Bridging Development and Heritage: Expert Gaze, Local Discourses, and Visual Aesthetic Crisis at Hampi World Heritage Site
Publication Type:Journal Articles
Source:Journal of South Asian Development, Volume 16 , Issue 1 (2021)
Keywords:conservation, development, experts, Hampi World Heritage Site, local people
In this article, I explore the complex trajectory of two bridges that were proposed for construction across the River Tungabhadra in the early 1990s at locations that now fall within the boundary of Hampi, a UNESCO Cultural World Heritage Site (WHS) in India. The proposed bridges were considered improper forms of infrastructure development in the visual context of a WHS, and the site was placed on the World Heritage in Danger List in the late 1990s.

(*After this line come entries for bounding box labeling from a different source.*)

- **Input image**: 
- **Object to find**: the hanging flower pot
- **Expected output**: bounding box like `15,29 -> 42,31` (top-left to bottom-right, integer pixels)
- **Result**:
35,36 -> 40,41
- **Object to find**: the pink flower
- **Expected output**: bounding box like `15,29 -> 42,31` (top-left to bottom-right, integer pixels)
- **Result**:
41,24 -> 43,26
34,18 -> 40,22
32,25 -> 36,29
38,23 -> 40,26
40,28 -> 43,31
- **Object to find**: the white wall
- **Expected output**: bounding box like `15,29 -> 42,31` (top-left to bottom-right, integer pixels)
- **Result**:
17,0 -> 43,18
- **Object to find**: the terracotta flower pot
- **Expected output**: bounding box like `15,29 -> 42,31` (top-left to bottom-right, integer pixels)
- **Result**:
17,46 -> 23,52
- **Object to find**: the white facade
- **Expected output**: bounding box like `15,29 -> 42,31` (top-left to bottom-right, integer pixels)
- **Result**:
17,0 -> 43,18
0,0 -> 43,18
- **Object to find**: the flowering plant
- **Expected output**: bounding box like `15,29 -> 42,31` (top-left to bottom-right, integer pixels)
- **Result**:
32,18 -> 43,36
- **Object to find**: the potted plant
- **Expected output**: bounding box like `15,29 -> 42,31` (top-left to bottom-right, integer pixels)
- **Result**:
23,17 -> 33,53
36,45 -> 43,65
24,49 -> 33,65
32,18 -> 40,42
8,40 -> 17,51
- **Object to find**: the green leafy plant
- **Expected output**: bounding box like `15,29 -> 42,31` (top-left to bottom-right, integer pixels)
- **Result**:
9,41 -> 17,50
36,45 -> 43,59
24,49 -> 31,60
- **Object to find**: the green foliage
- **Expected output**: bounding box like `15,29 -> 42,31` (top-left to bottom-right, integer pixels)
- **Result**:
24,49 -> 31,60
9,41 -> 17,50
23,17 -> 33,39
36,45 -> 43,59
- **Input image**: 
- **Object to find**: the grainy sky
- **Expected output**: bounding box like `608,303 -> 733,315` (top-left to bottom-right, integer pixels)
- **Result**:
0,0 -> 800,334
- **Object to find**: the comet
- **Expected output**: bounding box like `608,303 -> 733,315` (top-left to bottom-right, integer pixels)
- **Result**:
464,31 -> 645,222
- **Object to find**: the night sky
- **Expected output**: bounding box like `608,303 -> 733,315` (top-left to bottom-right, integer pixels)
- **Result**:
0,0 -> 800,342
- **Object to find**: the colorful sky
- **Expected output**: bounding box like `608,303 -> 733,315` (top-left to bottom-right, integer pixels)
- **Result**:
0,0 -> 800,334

Popular media framed the controversy as a ‘classic clash’ between heritage and development where conservation goals and developmental needs opposed one another. Heritage experts, agencies, and activists read the crisis as one of ‘heritage or development’, normatively typecasting residents north of the river as ‘uneducated, ignorant locals’ wanting development at the cost of heritage. However, drawing on ethnographic fieldwork and archival material covering nearly three decades, I demonstrate that residents wanted the bridges not as physical infrastructure towards some obscure development goals, but as the means to link their overlooked contributions to the founding of the Vijayanagara Empire, the capital region and its contemporary remaking as a WHS. In this instance, the binary opposition lay in the ‘expert gaze’, not in local discourses. It was experts, rather than ‘local people’, who saw conservation and development as inherently opposed to each other. I explicate how various views on what constitutes heritage and development intersect with each other and suggest that dissonance need not be the inevitable result but may be built into the gaze of expertise.